There are three main variants of gradient descent. The first step in each approach is always to randomly initialize the values of the parameters to kick off the optimization procedure.
- Batch Gradient Descent: In the batch implementation, the parameters are only updated after an entire pass, or epoch, through the data set. While it is guaranteed to at least converge to a local minimum, it is slow to perform on large data sets, since the parameters cannot be updated until every observation is accounted for. Therefore, many passes through the data might be required in order to reach convergence.
- Stochastic Gradient Descent: In the stochastic case, the parameters are updated after each instance in the data set is processed. Since an update happens after each observation, the learning process moves faster than in batch gradient descent. However, since the gradient is only computed on a single training example, it cannot make use of vectorization and the computational efficiencies it provides. Also, the path is prone to oscillation once it approaches the minimum, and therefore, the algorithm does not actually converge but only wander around the region around the minimum. An option to address this deficiency is to use a dynamic learning rate that decreases once the descent process approaches the minimum.

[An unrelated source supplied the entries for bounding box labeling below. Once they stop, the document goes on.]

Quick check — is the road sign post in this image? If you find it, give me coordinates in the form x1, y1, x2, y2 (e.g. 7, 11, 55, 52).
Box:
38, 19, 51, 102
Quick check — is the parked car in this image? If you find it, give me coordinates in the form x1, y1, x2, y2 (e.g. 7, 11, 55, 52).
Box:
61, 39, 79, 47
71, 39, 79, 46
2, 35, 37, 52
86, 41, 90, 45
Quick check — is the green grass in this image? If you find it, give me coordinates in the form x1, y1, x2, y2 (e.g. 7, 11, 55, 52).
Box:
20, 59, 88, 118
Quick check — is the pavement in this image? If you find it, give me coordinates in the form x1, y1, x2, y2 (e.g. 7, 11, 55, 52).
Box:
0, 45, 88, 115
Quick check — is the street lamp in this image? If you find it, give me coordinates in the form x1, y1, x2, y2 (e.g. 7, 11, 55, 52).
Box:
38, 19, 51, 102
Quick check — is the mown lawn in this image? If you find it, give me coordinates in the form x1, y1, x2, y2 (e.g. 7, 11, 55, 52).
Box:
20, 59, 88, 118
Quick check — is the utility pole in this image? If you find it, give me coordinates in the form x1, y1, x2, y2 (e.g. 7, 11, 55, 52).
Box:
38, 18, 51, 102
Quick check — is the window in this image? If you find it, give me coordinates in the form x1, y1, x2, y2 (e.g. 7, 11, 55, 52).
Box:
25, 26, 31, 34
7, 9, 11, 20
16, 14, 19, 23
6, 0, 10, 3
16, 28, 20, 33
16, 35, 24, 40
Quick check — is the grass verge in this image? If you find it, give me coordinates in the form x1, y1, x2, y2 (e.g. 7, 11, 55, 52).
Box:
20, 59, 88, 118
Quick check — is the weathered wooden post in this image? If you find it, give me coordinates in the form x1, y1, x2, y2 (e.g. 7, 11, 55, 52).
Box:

- Mini Batch Gradient Descent: Mini batch is a middle ground between full batch and stochastic gradient descent where the parameters are updated after a subset of the data set is processed. Note that if the subset size is 1, stochastic gradient descent is performed, and if it is the size of the original data set, it is equivalent to batch gradient descent. Since mini-batch can update parameters before reaching the end of the data set and is also able to make use of vectorization, it runs faster than batch gradient descent. The batch size is a parameter that usually needs to be tuned, as larger batch sizes cause the optimization process to behave more like batch gradient descent, and smaller sizes translate to a process more like stochastic gradient descent.